Avviato il percorso turistico-culturale nei comuni dell’Etna e dell’Alcantara. Oggi l'appuntamento a Malvagna con le parole di San Francesco e le immagini di nonni e nipoti. Un messaggio di bellezza che valorizza le identità. Gli appuntamenti fino al 6 ottobre

Appuntamento a Malvagna stamattina con le opere monumentali del maestro Antonio Presti per unire vecchie e nuove generazioni in nome di San Francesco. L'inaugurazione alle 10.30 dopo il “debutto” di ieri in sette comuni, da Randazzo e Graniti.

Controesodo il nome dell'evento che nasce sulla scia del Cantico che da Librino traccia una nuova strada sull’Etna e sull’Alcantara per restituire “sacralità alla parola e interiorità alla bellezza”. 
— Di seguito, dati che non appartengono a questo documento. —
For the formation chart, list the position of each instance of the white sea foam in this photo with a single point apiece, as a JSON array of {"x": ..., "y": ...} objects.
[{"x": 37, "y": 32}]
Il mecenate di Fiumara d'Arte ha rivolto un appello alle amministrazioni che in questa prima fase non sono state coinvolte nel progetto, a condividere in futuro questo percorso di arte e rigenerazione esistenziale e territoriale, prendendo i contatti con la Fondazione Fiumara d’Arte.

“Mi piacerebbe coinvolgere anche i comuni del Simeto e della zona Etna Sud per costituire una fondazione di comunità dove tutta la società civile, la comunità e le scuole diventano protagoniste del cambiamento”, ha detto Presti che ha voluto mettere in atto “un’azione maieutica che ruota intorno ai valori più primitivi e puri dell’Uomo, con l’obiettivo di far rivivere lo spirito delle comunità, i legami familiari, il genius loci di questi comuni”. 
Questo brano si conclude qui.